(Gegenwind 181, Oktober 2003)

Serie

KÜSTE - Künstler-Stammtisch für Einwanderer

FÜNF:

Elena Kraft
K-System

Elena Kraft und K-System

Elena Kraft wurde 1966 in Kasach­stan geboren, sie studierte Tanz in Kasachstan und in St. Petersburg. 1987 wurde sie Choreographin im Kulturpalast von Kasachstan in Astana, 1998 wurde sie Direktorin dieser Institution.

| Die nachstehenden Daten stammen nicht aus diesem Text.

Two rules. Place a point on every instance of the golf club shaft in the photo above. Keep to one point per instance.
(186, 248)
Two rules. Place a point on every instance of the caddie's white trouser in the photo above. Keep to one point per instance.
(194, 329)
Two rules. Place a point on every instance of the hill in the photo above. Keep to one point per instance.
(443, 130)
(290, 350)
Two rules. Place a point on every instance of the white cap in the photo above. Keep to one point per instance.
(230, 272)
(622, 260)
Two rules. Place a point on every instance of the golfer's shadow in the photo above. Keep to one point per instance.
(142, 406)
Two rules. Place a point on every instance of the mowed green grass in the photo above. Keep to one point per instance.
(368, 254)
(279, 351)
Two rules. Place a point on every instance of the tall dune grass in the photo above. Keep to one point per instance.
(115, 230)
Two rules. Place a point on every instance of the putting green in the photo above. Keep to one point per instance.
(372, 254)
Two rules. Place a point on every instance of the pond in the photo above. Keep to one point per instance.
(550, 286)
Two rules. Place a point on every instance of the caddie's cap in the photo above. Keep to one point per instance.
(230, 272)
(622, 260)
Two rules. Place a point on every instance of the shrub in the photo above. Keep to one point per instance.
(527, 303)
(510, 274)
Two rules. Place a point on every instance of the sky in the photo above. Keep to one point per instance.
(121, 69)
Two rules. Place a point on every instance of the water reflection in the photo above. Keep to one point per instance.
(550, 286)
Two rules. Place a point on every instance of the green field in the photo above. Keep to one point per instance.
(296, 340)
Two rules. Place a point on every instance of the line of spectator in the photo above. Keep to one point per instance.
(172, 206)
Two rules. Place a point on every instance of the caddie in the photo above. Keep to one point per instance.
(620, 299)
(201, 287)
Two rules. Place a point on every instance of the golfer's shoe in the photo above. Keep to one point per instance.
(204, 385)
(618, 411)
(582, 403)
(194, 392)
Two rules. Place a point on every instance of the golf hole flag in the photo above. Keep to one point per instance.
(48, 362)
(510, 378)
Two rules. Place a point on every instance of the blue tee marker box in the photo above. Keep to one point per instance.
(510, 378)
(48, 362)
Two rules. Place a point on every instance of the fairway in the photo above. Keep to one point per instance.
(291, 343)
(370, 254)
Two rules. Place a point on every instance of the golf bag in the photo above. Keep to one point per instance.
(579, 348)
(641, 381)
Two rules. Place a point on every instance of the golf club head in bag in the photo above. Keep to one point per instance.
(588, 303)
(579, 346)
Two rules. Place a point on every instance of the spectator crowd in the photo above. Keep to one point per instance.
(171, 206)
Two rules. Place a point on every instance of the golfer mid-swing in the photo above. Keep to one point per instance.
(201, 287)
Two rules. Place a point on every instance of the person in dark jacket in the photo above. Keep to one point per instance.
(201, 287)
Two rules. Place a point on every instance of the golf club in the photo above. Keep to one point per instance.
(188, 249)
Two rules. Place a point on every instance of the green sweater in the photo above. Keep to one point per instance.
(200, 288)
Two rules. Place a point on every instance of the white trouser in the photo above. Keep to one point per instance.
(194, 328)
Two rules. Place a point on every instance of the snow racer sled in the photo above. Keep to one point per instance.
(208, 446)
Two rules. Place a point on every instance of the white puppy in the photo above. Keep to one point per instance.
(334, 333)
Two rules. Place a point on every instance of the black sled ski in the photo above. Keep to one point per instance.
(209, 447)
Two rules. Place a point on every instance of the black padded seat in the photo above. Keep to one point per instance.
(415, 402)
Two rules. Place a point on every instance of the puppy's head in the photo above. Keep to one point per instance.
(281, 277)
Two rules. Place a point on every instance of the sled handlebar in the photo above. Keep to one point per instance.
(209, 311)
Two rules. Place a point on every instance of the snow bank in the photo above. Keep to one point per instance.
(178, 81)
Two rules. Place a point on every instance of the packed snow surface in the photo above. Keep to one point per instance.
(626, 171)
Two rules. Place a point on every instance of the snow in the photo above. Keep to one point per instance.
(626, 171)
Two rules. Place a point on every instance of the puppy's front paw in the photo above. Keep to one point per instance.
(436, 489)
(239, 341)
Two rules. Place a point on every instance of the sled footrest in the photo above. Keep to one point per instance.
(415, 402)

Als Leiterin des Balletts "Plus" kam sie weit herum, so gab es Auftritte auf Zypern, in Bulgarien, Syrien, Libanon und der Türkei. Bis zu ihrer Umsiedlung nach Kiel gewann sie eine Reihe von Preisen und Auszeichnungen. Warum sie nach Kiel kam? Als Aussiedlerin war sie mit ihrem Mann und ihren zwei Kindern in der Kaserne in Neumünster und wurde dort gefragt, ob sie nach Kiel oder Lübeck wollte. Kiel, dachte sie, sei die Hauptstadt von Schleswig-Holstein - dort erhoffte sie sich Möglichkeiten, ihren künstlerischen Beruf fortzusetzen.

Die Kurse an der Volkshochschule befriedigten sie nicht. Sie wollte nicht ein- oder zweimal pro Woche Flamenco-Unterricht geben, sie wollte mehr. Und die Schülerinnen an der VHS fühlten sich überfordert.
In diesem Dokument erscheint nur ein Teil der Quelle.